One of the most extensive studies on journaling, conducted by University of Texas professor James Pennebaker, describes how he started to experience turmoil in his marriage and fell into depression. He began writing out his feelings on a typewriter. Soon enough, his mood improved, his relationship blossomed, and he was able to get a better understanding of his life goals.

Pennebaker conducted experiments where participants would spend 20 minutes a day writing about emotional experiences in their lives. These entries ranged from sexual abuse to guilt over accidental deaths. Months later, the journalists began to show signs of improvement. They had better mental and physical health, lower blood pressure, and fewer doctor visits.

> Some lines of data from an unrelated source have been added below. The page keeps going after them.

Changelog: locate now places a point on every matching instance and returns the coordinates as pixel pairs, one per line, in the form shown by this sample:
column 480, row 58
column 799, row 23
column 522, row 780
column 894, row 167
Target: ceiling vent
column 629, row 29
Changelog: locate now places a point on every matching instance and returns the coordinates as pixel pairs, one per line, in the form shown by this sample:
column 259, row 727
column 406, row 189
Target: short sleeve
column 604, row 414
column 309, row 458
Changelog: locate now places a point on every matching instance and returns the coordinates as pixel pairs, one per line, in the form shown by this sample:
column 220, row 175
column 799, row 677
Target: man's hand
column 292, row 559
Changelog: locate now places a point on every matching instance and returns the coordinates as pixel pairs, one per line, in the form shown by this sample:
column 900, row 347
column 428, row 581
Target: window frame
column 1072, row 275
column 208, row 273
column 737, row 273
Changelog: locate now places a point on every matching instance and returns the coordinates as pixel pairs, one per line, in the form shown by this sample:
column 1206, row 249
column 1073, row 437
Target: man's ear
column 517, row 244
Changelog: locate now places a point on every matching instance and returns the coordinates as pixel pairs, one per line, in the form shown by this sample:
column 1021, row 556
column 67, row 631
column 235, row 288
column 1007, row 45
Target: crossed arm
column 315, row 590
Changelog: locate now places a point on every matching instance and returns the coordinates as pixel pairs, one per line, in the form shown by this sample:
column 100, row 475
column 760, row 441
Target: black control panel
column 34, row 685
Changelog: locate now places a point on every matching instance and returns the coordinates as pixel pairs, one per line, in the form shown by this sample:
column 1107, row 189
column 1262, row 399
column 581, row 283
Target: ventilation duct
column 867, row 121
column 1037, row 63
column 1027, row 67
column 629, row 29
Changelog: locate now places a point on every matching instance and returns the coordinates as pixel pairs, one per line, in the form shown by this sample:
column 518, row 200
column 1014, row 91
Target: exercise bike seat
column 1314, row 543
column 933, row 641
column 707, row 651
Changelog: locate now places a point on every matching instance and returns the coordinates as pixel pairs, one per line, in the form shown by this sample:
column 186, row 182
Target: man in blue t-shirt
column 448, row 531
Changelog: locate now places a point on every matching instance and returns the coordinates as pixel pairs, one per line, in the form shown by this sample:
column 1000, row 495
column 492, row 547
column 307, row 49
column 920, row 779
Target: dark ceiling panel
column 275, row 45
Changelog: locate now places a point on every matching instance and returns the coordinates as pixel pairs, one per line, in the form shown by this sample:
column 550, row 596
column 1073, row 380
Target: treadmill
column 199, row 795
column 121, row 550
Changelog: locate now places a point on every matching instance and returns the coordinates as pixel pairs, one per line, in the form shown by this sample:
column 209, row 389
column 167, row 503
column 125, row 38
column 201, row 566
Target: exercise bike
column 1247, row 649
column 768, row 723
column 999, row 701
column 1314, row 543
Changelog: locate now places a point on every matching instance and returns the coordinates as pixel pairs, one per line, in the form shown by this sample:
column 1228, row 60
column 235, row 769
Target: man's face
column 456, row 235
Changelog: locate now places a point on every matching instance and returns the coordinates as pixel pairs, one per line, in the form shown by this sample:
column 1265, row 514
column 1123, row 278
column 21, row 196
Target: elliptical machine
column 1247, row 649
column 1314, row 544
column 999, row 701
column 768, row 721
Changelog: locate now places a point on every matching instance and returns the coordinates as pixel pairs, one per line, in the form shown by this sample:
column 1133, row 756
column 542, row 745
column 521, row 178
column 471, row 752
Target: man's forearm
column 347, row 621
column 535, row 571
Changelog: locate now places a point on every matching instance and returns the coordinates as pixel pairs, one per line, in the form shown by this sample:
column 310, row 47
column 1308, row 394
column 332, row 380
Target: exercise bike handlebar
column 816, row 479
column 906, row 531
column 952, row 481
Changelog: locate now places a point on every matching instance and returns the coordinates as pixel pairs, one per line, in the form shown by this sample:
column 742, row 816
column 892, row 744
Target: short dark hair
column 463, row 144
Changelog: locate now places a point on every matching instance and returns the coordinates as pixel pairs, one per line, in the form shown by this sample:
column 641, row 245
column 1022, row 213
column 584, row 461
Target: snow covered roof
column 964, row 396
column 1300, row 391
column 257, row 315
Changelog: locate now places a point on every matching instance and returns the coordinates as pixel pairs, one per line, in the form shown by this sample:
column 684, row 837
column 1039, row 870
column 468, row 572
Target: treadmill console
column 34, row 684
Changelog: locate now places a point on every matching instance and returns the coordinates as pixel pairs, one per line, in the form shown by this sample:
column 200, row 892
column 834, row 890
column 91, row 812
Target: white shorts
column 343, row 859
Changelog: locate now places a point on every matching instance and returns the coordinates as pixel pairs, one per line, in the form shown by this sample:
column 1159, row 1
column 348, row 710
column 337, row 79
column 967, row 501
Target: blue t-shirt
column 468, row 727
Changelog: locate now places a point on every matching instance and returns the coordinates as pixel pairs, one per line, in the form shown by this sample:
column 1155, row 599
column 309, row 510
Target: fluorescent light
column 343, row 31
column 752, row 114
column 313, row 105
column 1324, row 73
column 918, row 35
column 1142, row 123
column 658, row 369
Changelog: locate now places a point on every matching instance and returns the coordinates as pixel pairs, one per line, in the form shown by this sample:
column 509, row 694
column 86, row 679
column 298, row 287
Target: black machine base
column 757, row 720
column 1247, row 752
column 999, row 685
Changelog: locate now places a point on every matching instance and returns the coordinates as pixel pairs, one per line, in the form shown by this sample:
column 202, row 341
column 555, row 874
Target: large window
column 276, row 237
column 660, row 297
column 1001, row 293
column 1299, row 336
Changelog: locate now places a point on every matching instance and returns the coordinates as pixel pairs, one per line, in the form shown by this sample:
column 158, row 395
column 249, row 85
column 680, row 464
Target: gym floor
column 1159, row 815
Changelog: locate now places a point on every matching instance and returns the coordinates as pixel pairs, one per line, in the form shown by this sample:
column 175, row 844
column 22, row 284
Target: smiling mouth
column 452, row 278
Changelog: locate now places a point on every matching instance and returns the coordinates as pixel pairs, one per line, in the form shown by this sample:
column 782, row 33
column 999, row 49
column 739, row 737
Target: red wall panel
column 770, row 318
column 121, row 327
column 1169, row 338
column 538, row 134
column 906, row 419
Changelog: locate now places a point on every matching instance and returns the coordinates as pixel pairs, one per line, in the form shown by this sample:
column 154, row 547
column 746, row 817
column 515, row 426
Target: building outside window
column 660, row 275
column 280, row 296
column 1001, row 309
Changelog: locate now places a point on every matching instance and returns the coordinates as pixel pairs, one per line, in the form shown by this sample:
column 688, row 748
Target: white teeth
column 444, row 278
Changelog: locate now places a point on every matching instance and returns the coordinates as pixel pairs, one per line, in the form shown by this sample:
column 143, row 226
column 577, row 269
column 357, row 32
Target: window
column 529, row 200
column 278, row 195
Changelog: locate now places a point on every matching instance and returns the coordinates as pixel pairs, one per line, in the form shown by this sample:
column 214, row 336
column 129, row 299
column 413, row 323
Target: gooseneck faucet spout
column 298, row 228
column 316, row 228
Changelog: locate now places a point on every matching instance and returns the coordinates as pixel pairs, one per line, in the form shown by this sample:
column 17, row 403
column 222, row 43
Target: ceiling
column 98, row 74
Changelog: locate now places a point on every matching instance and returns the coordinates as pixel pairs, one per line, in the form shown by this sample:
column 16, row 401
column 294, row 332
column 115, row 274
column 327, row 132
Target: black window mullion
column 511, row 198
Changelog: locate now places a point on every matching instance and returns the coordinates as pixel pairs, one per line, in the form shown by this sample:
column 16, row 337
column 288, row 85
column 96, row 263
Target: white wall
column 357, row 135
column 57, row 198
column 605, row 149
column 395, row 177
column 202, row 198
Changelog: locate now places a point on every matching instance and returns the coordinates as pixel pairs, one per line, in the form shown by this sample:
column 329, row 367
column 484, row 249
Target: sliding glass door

Pennebaker’s method is to just write non-stop for 20 minutes. You could write about something that happened today or even something that occurred years ago. Punctuation, grammar, and spelling don’t matter; just get your thoughts out. Then, delete the document or throw away the paper. Rip it up and toss it in the fire if you wish. These ideas and feelings are no longer a part of you.

Another method is to use an emotional journaling technique divided into four steps:
• Write down an emotional experience you’ve had
• Say how you responded to the situation
• Write down your analysis of the situation, digging deep to determine the causes of your emotions and reactions
• Conclude with self-reflection. Ask yourself what you learned and what you would do if you reencountered the situation.

Journaling also helps when trying to make decisions. You might feel conflicted when deciding to start a new class, move to a different country, enter a relationship, or make a significant purchase. Writing down your multitude of thoughts can help organize them into coherent statements. You can quickly weigh pros and cons of each decision.

Writing is an incredibly therapeutic process. Taking a few minutes each day to jot down your thoughts help put them into words and distance yourself from your emotions. It helps you critically analyze yourself and your feelings. Once you start journaling, you’ll notice significant differences in your mood and health.